Young athletes can face problems in the classroom after suffering a concussion, according to new research which suggests the need for accommodations and “return-to-learn” guidelines.
In a study published in the American Journal of Public Health, researchers from the University of Rochester Medical Center (URMC) compared academic problems among 70 students following a diagnosed concussion versus academic problems among 108 students who suffered other sports-related injuries to arms or legs, such as an ankle sprain.
On a 174-point scale, academic problems among the concussed students were nearly 16 points higher at one week than the students who suffered other types of sports injuries, the researchers said.

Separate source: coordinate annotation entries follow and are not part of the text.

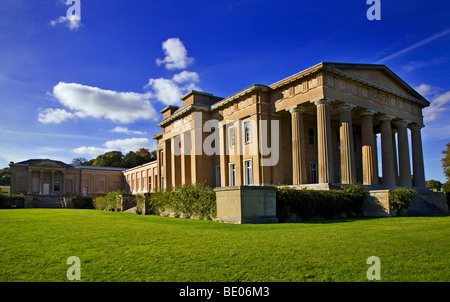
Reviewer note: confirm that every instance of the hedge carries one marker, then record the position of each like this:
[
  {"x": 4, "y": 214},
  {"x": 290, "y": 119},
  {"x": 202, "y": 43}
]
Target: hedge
[
  {"x": 308, "y": 204},
  {"x": 82, "y": 202},
  {"x": 186, "y": 200},
  {"x": 11, "y": 200},
  {"x": 109, "y": 202},
  {"x": 400, "y": 199}
]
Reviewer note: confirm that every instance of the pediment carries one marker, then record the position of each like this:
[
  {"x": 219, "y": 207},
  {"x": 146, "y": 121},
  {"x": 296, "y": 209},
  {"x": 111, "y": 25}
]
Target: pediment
[
  {"x": 379, "y": 75},
  {"x": 48, "y": 163}
]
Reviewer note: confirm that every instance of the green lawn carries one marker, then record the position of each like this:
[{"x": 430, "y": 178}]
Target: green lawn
[{"x": 35, "y": 244}]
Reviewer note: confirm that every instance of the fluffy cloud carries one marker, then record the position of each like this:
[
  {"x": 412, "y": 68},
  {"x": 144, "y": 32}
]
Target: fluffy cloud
[
  {"x": 125, "y": 130},
  {"x": 71, "y": 23},
  {"x": 169, "y": 91},
  {"x": 55, "y": 116},
  {"x": 123, "y": 145},
  {"x": 176, "y": 55},
  {"x": 438, "y": 106},
  {"x": 87, "y": 101}
]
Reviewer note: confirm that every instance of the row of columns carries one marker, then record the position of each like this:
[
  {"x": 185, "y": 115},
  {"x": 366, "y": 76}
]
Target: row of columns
[
  {"x": 369, "y": 148},
  {"x": 41, "y": 181}
]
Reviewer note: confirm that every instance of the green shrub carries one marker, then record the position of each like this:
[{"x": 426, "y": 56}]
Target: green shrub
[
  {"x": 189, "y": 200},
  {"x": 307, "y": 203},
  {"x": 11, "y": 200},
  {"x": 109, "y": 202},
  {"x": 82, "y": 202},
  {"x": 400, "y": 199}
]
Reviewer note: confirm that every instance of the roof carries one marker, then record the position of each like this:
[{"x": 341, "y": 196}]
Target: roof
[{"x": 100, "y": 168}]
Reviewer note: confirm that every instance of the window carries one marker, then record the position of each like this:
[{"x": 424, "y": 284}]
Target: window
[
  {"x": 232, "y": 168},
  {"x": 247, "y": 132},
  {"x": 56, "y": 186},
  {"x": 312, "y": 137},
  {"x": 218, "y": 176},
  {"x": 232, "y": 137},
  {"x": 314, "y": 176},
  {"x": 248, "y": 179}
]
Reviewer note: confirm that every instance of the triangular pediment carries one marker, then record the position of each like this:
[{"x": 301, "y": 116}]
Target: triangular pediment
[
  {"x": 380, "y": 75},
  {"x": 47, "y": 163}
]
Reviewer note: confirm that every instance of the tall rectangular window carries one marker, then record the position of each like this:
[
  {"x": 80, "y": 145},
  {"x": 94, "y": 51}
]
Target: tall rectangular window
[
  {"x": 311, "y": 136},
  {"x": 247, "y": 132},
  {"x": 314, "y": 175},
  {"x": 218, "y": 176},
  {"x": 248, "y": 179},
  {"x": 232, "y": 137},
  {"x": 232, "y": 168}
]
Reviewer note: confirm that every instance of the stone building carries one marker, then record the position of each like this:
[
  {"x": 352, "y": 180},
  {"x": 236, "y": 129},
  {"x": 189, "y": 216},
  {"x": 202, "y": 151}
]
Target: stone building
[
  {"x": 141, "y": 179},
  {"x": 323, "y": 121},
  {"x": 46, "y": 177}
]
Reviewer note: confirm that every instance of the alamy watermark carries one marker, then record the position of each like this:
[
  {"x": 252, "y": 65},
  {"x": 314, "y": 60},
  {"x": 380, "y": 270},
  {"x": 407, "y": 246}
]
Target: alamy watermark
[
  {"x": 374, "y": 271},
  {"x": 235, "y": 137},
  {"x": 74, "y": 271},
  {"x": 374, "y": 12}
]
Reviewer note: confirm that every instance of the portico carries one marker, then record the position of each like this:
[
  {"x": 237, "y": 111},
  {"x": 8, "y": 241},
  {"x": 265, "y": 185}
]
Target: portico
[{"x": 329, "y": 119}]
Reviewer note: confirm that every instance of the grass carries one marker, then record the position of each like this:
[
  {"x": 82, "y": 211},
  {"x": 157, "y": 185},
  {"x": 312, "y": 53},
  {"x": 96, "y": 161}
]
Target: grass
[{"x": 35, "y": 244}]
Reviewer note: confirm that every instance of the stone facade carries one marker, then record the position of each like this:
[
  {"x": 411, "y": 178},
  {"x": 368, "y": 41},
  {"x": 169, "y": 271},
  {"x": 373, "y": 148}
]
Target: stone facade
[
  {"x": 141, "y": 179},
  {"x": 55, "y": 178},
  {"x": 328, "y": 118}
]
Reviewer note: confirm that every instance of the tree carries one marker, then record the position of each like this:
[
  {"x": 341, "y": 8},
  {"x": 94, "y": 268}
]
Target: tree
[
  {"x": 109, "y": 159},
  {"x": 80, "y": 161},
  {"x": 5, "y": 177}
]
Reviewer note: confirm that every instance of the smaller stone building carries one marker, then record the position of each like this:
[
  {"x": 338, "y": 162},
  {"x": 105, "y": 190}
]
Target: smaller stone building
[
  {"x": 46, "y": 177},
  {"x": 142, "y": 179}
]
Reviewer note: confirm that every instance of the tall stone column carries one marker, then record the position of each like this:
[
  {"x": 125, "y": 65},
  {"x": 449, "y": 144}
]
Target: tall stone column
[
  {"x": 394, "y": 148},
  {"x": 387, "y": 154},
  {"x": 369, "y": 152},
  {"x": 417, "y": 155},
  {"x": 41, "y": 182},
  {"x": 298, "y": 147},
  {"x": 324, "y": 150},
  {"x": 348, "y": 167},
  {"x": 404, "y": 175}
]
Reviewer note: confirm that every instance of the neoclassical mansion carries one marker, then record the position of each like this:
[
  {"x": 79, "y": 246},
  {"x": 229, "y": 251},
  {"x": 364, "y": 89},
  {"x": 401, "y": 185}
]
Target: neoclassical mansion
[{"x": 318, "y": 128}]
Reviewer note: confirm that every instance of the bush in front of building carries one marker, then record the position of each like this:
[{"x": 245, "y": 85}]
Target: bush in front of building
[
  {"x": 8, "y": 201},
  {"x": 400, "y": 199},
  {"x": 82, "y": 202},
  {"x": 110, "y": 202},
  {"x": 307, "y": 204},
  {"x": 189, "y": 200}
]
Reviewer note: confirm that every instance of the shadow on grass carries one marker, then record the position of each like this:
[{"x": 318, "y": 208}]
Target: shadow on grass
[{"x": 360, "y": 218}]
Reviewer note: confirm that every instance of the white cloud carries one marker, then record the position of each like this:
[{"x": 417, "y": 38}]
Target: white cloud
[
  {"x": 169, "y": 91},
  {"x": 437, "y": 107},
  {"x": 122, "y": 145},
  {"x": 56, "y": 116},
  {"x": 71, "y": 23},
  {"x": 176, "y": 55},
  {"x": 87, "y": 101},
  {"x": 125, "y": 130}
]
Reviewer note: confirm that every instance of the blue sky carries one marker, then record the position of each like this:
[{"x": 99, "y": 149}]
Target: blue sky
[{"x": 147, "y": 53}]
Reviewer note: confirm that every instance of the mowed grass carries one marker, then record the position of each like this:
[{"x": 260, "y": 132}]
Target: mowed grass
[{"x": 35, "y": 245}]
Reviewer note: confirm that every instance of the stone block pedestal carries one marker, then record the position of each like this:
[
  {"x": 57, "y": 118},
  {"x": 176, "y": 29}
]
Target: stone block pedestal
[{"x": 246, "y": 204}]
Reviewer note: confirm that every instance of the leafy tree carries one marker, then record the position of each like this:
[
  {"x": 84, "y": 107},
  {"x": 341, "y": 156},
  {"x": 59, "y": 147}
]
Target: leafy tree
[
  {"x": 5, "y": 177},
  {"x": 80, "y": 161},
  {"x": 109, "y": 159}
]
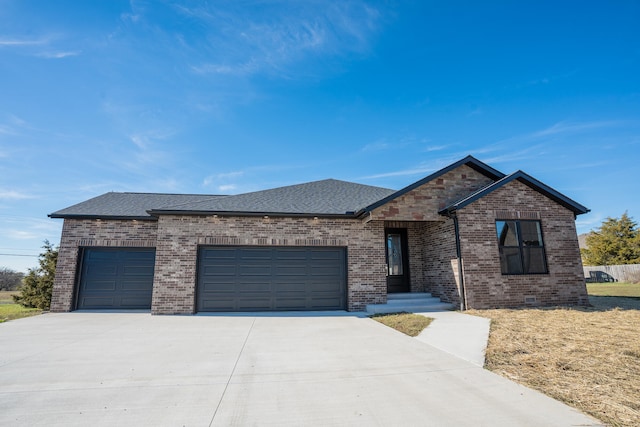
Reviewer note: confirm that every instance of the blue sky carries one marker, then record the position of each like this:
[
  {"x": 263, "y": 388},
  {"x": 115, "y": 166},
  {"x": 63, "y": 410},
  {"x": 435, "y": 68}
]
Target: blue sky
[{"x": 225, "y": 97}]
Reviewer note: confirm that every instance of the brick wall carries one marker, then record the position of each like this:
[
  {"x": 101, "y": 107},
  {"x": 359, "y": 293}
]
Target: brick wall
[
  {"x": 93, "y": 233},
  {"x": 180, "y": 236},
  {"x": 441, "y": 261},
  {"x": 485, "y": 285},
  {"x": 424, "y": 202}
]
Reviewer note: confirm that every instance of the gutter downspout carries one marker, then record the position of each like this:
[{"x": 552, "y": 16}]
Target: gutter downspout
[{"x": 463, "y": 294}]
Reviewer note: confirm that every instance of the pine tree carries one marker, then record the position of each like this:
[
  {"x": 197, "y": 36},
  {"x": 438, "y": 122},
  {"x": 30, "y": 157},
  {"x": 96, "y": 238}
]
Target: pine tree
[
  {"x": 37, "y": 285},
  {"x": 617, "y": 241}
]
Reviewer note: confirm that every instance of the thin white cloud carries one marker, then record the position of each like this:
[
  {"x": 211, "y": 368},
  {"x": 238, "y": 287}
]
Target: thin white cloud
[
  {"x": 13, "y": 195},
  {"x": 573, "y": 127},
  {"x": 226, "y": 176},
  {"x": 244, "y": 43},
  {"x": 58, "y": 55},
  {"x": 22, "y": 234},
  {"x": 226, "y": 188},
  {"x": 23, "y": 42},
  {"x": 436, "y": 148},
  {"x": 376, "y": 146},
  {"x": 404, "y": 172}
]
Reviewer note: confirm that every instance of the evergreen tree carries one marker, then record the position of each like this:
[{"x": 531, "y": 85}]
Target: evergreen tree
[
  {"x": 37, "y": 285},
  {"x": 617, "y": 241}
]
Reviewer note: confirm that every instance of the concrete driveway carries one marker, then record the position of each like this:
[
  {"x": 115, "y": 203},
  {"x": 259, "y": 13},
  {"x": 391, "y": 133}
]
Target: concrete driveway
[{"x": 134, "y": 369}]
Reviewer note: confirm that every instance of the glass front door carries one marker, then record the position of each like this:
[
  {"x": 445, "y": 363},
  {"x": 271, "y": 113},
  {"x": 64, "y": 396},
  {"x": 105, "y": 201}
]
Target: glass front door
[{"x": 397, "y": 261}]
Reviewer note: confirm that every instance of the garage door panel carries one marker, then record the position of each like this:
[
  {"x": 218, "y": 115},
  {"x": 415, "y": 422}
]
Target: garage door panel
[
  {"x": 254, "y": 270},
  {"x": 271, "y": 278},
  {"x": 100, "y": 285},
  {"x": 94, "y": 268},
  {"x": 254, "y": 255},
  {"x": 219, "y": 270},
  {"x": 98, "y": 303},
  {"x": 291, "y": 270},
  {"x": 116, "y": 278},
  {"x": 138, "y": 270},
  {"x": 246, "y": 288}
]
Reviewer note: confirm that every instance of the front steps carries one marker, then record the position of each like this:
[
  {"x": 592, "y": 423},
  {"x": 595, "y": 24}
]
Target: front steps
[{"x": 415, "y": 302}]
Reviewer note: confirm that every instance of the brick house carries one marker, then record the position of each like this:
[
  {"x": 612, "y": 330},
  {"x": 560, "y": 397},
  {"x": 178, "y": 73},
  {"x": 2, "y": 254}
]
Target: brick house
[{"x": 468, "y": 234}]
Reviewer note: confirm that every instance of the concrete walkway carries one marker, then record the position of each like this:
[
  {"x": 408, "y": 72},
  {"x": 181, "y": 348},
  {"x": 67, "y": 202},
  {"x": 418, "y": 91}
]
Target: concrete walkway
[
  {"x": 461, "y": 335},
  {"x": 126, "y": 369}
]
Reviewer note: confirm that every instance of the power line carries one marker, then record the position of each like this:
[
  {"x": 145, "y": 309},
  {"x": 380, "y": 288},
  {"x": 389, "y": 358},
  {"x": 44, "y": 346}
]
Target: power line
[{"x": 36, "y": 256}]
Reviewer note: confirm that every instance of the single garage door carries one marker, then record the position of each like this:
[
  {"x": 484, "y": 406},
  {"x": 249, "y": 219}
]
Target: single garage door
[
  {"x": 271, "y": 278},
  {"x": 116, "y": 278}
]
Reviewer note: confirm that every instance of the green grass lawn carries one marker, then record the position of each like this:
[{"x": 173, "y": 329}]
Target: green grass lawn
[
  {"x": 615, "y": 289},
  {"x": 11, "y": 311}
]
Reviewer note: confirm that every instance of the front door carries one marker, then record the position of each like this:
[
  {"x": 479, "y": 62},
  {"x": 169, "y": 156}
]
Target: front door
[{"x": 397, "y": 260}]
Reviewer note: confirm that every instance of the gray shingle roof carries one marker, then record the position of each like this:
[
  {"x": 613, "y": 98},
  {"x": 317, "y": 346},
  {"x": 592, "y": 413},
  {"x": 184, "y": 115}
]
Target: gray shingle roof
[
  {"x": 529, "y": 181},
  {"x": 326, "y": 197},
  {"x": 126, "y": 205}
]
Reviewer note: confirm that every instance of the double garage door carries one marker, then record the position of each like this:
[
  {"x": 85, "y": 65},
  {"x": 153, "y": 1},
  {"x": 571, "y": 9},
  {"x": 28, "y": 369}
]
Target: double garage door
[
  {"x": 271, "y": 278},
  {"x": 229, "y": 278}
]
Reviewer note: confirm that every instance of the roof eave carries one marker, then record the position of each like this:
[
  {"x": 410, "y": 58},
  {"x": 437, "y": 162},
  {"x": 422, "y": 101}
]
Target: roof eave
[
  {"x": 158, "y": 212},
  {"x": 102, "y": 217},
  {"x": 470, "y": 161}
]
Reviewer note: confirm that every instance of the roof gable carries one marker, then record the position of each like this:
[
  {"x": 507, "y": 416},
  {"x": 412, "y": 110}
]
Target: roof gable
[
  {"x": 326, "y": 197},
  {"x": 470, "y": 161},
  {"x": 115, "y": 205},
  {"x": 529, "y": 181}
]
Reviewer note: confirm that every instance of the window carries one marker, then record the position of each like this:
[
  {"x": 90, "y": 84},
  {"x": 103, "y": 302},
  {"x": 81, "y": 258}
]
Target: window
[{"x": 521, "y": 247}]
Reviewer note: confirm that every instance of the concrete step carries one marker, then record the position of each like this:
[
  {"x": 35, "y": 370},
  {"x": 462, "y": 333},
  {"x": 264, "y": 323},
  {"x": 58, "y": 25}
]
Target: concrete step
[
  {"x": 386, "y": 308},
  {"x": 416, "y": 302},
  {"x": 421, "y": 301},
  {"x": 408, "y": 295}
]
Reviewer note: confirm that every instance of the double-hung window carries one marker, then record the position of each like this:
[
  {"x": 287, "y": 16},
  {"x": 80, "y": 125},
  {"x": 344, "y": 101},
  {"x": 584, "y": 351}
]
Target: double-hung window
[{"x": 521, "y": 247}]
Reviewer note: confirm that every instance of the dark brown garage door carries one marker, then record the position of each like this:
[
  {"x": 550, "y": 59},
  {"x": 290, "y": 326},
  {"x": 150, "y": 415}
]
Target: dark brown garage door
[
  {"x": 116, "y": 278},
  {"x": 271, "y": 278}
]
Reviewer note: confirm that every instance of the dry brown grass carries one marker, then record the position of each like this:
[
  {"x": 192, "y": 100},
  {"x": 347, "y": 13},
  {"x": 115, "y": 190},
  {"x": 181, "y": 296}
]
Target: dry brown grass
[
  {"x": 407, "y": 323},
  {"x": 588, "y": 358}
]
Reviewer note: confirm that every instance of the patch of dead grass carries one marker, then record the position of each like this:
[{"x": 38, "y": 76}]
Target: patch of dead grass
[
  {"x": 407, "y": 323},
  {"x": 588, "y": 358}
]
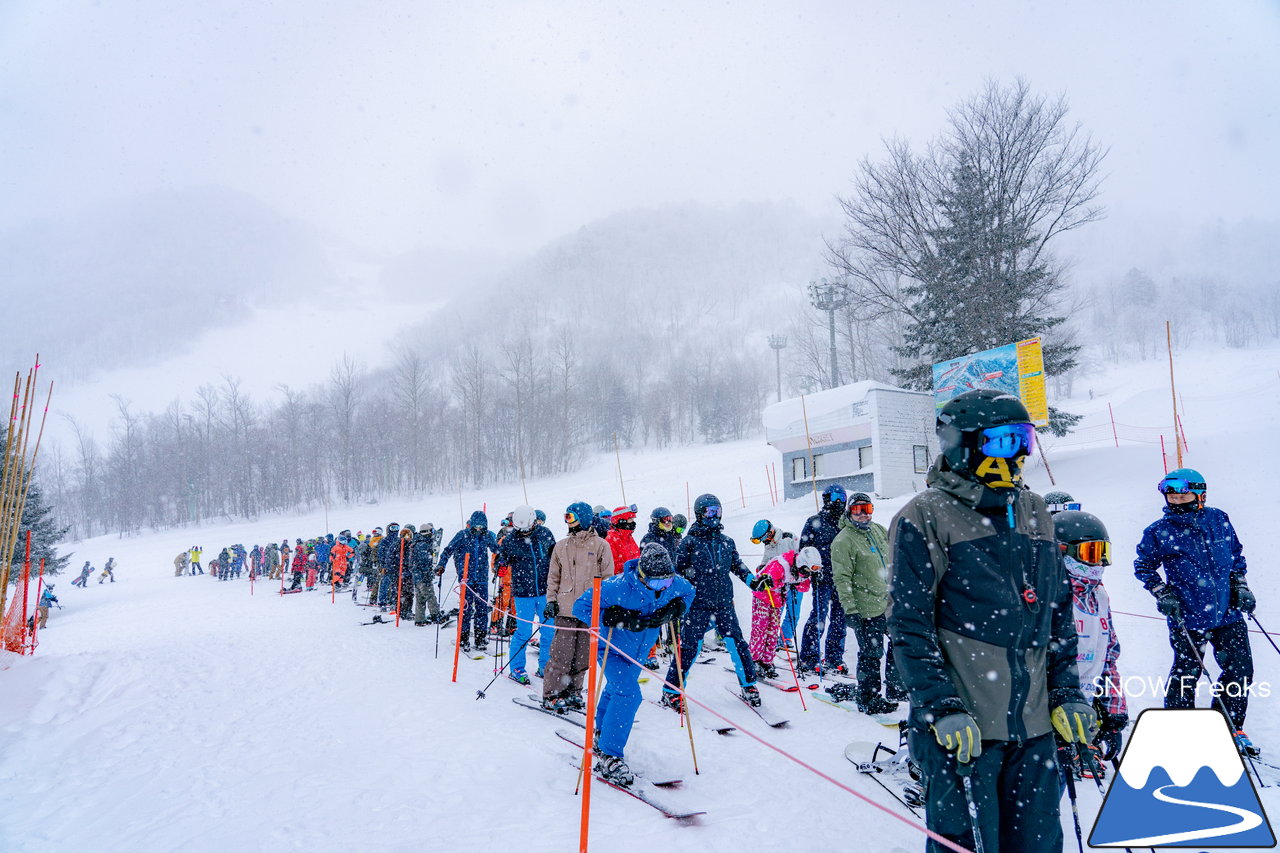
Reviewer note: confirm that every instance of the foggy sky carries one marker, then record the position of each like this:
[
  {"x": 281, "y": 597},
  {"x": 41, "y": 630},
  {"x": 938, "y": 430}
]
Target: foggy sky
[{"x": 460, "y": 124}]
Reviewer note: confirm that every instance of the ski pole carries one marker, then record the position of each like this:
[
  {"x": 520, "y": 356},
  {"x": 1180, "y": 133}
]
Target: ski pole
[
  {"x": 965, "y": 771},
  {"x": 1221, "y": 703},
  {"x": 1265, "y": 633},
  {"x": 684, "y": 702},
  {"x": 1069, "y": 778},
  {"x": 790, "y": 665}
]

One month after injury, there were no differences except among athletes with a history of two or more prior concussions and females. (Previous research by the University of Rochester showed that a woman´s menstrual cycle plays an important role in brain recovery and that females generally recover more slowly from brain injuries.)
Erin Wasserman, Ph.D., conducted the research as a doctoral candidate in epidemiology in the Department of Public Health Sciences at the University of Rochester.
“Most students who play sports are not going to become professional athletes but they will need to continue with school and prepare for a career,” Wasserman said. “So, just as they need guidance for when they can play again, they need guidance and protection for when it´s appropriate to return to class and what to expect.”
According to URMC concussion expert Dr. Jeffrey Bazarian, a co-author of the study, accommodating students with a brain injury is no different from accommodating students with a broken leg.
“You wouldn´t ask students to run a mile or do the 100-yard dash the day they get their cast off,” he said. “Going to school is taxing on the brain and we have to show flexibility when it comes to our students.”
Bazarian suggested that as symptoms such as headache, dizziness, blurry vision, and difficulties with concentration and memory disappear, students should gradually increase their school time.
The findings echo those of a study we reported on last week from Canada´s York University, which found that children and young people take longer to fully recover from concussion than previously thought, and can end up returning to sport before they are fully recovered.